The lights came on. They've stayed on. And we have not needed to increase our revenue base in over twelve years — because we built an operation disciplined enough to find efficiencies, adapt to new technology, and do more with what we have. That is not an accident. That is management.


Two Minutes. Downtown or the Neighborhoods.

Early in my tenure as Director of the Public Lighting Department, a cascading power demand crisis gave me roughly two to three minutes to make a decision before the system overloaded. We didn't have enough power to meet demand across the entire grid. Something had to be cut. The choice was between downtown — federal buildings, the city-county building, the courts, the jail, Wayne State University — or the neighborhoods, which included every school in session at that moment.


I cut downtown.


"If I cut the neighborhoods, children would have been released from school mid-day with no crossing guards, no traffic signals, during rush hour. That was not a risk I was willing to take with someone else's child."

It was not a complicated decision for me, but it was consequential. Major institutions lost power. There were phone calls to make and explanations to give. I made them. Because the alternative — releasing children into darkened intersections during peak traffic — was not something I was willing to accept. That is how I think about priorities when the pressure is real and the clock is running.


Five Hundred Angry Parents and a Promise I Kept

When I first became Director of the Public Lighting Department, Detroit Public Schools were experiencing over two hundred building days lost per year due to power outages. The schools most affected were in neighborhoods that could least afford the disruption — including Bates Middle School, a feeder school for students on track to Renaissance High School, one of Detroit's premier magnet programs. Parents were pulling their children out and sending them to charter and private schools. The threat to those programs was real.
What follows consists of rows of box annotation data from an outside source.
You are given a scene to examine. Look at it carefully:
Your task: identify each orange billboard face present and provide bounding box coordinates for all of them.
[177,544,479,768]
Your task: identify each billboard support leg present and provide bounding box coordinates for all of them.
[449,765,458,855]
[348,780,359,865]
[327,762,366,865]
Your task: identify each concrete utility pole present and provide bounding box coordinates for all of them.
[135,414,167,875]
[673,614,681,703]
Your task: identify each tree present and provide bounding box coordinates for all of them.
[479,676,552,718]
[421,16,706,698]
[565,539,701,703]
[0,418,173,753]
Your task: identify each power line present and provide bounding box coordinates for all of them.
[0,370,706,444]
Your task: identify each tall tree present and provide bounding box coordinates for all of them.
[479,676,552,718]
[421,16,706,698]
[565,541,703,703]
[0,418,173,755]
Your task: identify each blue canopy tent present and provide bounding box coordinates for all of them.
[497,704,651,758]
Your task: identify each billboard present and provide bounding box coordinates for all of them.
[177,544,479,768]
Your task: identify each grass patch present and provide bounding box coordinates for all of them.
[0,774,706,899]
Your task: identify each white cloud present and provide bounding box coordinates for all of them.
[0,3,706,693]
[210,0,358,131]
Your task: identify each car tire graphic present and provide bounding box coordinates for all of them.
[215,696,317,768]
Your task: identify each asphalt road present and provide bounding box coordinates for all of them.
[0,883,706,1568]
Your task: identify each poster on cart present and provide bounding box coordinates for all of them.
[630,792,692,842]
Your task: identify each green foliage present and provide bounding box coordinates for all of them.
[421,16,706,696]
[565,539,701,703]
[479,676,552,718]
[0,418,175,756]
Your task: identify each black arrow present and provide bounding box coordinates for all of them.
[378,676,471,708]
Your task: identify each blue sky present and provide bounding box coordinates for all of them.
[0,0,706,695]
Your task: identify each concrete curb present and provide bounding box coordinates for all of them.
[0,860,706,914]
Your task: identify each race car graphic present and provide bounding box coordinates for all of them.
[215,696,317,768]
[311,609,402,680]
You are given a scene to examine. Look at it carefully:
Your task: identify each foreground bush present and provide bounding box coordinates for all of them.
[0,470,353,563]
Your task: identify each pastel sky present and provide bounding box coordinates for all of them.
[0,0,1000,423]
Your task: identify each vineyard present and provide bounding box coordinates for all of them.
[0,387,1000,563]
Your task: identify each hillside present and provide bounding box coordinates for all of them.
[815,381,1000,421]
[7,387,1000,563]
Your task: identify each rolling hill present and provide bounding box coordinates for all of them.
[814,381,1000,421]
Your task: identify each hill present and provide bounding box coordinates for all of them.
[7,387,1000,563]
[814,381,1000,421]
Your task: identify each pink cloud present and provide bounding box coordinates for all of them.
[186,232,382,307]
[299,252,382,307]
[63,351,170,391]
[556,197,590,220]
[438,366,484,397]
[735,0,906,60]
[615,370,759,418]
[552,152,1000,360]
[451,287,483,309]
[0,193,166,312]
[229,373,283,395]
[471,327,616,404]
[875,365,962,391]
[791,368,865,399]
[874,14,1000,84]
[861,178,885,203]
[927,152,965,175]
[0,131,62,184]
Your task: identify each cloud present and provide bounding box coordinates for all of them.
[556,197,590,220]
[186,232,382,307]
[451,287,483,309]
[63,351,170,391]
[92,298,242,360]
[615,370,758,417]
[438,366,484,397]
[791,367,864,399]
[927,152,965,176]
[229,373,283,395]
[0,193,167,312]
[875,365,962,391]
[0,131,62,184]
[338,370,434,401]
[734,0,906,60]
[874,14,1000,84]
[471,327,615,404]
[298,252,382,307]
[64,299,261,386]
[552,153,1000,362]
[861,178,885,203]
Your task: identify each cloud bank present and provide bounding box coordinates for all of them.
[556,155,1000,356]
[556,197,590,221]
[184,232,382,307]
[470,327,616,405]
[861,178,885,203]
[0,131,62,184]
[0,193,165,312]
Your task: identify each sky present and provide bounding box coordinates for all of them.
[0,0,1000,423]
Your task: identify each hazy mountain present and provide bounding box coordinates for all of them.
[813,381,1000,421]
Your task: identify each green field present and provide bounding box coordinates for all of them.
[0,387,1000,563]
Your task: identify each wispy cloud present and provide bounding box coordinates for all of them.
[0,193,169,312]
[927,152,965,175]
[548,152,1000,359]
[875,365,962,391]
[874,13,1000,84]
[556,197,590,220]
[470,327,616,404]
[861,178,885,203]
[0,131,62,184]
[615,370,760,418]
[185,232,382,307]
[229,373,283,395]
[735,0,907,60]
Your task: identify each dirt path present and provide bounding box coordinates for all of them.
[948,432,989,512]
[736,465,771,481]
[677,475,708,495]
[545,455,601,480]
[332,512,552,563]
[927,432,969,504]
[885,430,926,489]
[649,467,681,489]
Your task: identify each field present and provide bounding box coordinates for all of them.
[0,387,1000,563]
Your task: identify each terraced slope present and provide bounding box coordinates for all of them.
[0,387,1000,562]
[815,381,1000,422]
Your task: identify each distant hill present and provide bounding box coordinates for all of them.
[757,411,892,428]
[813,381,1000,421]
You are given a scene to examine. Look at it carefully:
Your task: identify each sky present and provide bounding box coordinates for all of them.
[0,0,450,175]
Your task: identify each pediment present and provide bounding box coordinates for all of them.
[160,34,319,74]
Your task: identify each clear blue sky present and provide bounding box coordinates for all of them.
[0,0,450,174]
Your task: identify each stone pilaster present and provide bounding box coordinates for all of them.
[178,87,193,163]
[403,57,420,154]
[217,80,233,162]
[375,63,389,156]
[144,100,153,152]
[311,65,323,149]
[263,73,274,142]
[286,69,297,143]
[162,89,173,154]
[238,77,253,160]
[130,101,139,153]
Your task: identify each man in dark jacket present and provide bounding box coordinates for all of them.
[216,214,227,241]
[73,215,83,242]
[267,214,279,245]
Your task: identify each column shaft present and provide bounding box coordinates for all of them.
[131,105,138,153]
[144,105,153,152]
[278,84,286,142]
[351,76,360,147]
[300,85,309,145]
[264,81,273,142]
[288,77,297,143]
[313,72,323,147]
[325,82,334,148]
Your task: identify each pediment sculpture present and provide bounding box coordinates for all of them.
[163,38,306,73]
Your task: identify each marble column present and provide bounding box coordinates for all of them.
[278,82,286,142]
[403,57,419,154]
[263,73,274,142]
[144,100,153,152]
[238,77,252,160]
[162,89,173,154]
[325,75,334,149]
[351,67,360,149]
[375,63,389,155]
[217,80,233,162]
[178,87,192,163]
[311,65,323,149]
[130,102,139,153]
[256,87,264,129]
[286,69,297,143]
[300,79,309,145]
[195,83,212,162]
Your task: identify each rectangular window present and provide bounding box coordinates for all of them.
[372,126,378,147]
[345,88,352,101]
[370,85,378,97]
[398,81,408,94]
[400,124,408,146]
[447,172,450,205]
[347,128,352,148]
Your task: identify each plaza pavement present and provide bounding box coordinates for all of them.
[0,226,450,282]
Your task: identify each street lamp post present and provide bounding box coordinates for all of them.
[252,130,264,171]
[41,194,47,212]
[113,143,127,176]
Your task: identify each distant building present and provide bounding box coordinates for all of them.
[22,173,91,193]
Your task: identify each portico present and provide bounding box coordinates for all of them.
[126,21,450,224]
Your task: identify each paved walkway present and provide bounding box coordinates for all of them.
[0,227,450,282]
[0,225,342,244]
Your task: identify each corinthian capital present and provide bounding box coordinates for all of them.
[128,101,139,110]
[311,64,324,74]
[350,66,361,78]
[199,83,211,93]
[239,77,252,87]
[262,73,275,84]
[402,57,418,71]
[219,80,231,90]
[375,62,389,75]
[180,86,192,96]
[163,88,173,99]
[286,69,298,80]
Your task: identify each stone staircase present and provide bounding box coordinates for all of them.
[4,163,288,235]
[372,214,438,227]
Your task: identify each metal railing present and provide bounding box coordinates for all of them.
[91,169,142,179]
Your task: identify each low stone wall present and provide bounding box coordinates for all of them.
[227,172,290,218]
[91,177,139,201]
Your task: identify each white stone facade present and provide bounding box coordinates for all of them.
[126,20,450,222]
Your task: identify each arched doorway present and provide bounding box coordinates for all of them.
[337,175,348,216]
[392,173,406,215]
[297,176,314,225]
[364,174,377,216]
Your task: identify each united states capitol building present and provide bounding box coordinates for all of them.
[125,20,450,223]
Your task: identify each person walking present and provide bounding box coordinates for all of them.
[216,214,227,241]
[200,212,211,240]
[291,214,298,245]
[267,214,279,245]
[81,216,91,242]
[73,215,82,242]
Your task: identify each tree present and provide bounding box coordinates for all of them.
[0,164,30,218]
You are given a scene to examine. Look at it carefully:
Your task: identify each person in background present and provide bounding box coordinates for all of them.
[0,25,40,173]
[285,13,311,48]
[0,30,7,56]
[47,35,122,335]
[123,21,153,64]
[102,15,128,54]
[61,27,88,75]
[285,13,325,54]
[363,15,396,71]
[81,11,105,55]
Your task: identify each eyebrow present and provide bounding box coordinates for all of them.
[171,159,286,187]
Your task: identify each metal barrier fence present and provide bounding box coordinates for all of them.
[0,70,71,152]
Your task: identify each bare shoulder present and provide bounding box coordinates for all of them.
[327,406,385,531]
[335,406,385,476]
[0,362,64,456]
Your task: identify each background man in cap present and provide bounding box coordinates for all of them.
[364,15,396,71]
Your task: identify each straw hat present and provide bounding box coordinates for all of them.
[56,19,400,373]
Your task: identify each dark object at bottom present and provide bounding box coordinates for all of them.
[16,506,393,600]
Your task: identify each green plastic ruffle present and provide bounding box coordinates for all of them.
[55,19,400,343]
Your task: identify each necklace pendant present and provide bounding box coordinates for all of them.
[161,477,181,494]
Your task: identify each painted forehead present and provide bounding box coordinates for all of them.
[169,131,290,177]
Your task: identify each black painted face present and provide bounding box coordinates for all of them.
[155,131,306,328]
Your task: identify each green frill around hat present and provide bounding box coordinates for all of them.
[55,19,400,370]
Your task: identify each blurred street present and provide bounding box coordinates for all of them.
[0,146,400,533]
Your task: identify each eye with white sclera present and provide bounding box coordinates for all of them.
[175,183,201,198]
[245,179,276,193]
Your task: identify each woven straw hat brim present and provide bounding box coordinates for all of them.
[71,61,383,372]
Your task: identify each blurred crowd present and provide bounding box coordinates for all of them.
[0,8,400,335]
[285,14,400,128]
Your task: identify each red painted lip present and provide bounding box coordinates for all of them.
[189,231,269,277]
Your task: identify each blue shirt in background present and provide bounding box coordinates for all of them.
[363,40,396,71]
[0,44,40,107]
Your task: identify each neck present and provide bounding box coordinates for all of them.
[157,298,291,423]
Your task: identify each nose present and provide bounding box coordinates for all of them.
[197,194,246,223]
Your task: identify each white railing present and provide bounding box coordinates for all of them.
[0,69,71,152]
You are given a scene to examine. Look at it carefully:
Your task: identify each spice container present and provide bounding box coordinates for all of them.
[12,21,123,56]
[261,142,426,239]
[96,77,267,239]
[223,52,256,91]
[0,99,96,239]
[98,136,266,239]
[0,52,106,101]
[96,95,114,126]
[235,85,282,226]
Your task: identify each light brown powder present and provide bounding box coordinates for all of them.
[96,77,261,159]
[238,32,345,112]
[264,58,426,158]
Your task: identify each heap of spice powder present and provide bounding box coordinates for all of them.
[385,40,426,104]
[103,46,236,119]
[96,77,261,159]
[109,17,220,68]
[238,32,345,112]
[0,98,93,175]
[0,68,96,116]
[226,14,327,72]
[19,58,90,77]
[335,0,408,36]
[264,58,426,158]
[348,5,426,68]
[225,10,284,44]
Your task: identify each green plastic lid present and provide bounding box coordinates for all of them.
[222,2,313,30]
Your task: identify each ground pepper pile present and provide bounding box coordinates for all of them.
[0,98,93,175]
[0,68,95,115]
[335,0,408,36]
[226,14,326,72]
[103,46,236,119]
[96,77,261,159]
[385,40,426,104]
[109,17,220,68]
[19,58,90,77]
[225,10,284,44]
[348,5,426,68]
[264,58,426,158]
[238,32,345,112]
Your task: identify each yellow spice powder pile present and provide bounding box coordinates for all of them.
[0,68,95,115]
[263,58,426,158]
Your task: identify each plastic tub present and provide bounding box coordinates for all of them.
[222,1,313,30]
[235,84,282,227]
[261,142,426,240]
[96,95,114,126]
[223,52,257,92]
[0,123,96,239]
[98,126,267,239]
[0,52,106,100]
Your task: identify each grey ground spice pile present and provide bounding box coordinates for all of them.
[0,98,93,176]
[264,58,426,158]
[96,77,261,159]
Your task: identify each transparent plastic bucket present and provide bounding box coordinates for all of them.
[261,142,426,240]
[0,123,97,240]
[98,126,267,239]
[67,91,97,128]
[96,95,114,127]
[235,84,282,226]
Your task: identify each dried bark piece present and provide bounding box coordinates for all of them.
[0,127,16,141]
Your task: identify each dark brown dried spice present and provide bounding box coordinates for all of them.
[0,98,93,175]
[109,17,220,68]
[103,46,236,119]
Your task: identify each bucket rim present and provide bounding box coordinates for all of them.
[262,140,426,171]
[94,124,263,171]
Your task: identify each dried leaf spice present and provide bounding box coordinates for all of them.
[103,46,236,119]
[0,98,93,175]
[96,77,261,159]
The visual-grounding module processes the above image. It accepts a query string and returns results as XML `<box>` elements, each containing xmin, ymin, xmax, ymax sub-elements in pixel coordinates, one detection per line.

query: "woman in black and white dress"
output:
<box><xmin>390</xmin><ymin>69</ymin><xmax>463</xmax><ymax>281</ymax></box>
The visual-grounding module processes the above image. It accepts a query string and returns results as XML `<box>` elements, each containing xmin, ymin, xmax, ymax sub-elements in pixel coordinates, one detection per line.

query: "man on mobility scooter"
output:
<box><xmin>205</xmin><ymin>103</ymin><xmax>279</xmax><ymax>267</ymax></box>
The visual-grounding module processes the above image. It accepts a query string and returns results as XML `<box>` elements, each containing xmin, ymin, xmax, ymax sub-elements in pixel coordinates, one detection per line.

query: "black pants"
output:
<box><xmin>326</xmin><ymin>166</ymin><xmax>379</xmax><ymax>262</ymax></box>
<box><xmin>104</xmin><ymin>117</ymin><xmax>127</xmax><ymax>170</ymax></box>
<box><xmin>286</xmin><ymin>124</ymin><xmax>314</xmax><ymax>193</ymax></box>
I stood in front of roughly five hundred parents who had every reason to be furious and no reason to trust a new director they didn't know. I told them I understood that. I asked them, because of their commitment to their community and their schools, to give me one year before making a decision. I told them I would fix it.


Within twelve months, power outages at Detroit Public Schools dropped from over two hundred to two. Not because I made promises — because I had a plan, the financial and operational background to execute it, and the commitment to follow through. Detroit Public Schools have had reliable power ever since.


I tell that story not to impress anyone, but because it is directly relevant to what Troy needs right now. Choosing schools as a priority is not a campaign position for me. It is something I have actually done, under pressure, with measurable results.


The Right Person Either Way

Troy faces a budget decision this August. If the millage passes — and I believe it will — the question becomes how to deploy those resources wisely. Not to simply backfill the status quo, but to invest strategically in a district that can grow, modernize, and lead. I know how to do that. I have done it with a city coming out of bankruptcy, with far less margin for error than Troy faces today.


If the millage does not pass, the district will need someone who can navigate a genuinely difficult financial restructuring without destroying what makes Troy's schools exceptional. I have structured bond deals on Wall Street and managed public agencies through fiscal crises. I know what it takes to find creative solutions when the conventional options are off the table.


Either way — thriving or rebuilding — the skill set is the same: financial rigor, creative problem solving, fiscal discipline, and an absolute commitment to protecting the people who depend on the institution. I have spent 23 years demonstrating all four. I am not asking Troy to take that on faith. The record is there.


I'd be honored to earn your vote.


Beau Taylor is a candidate for Troy School District School Board, CEO of the Public Lighting Authority of Detroit, and a Troy parent.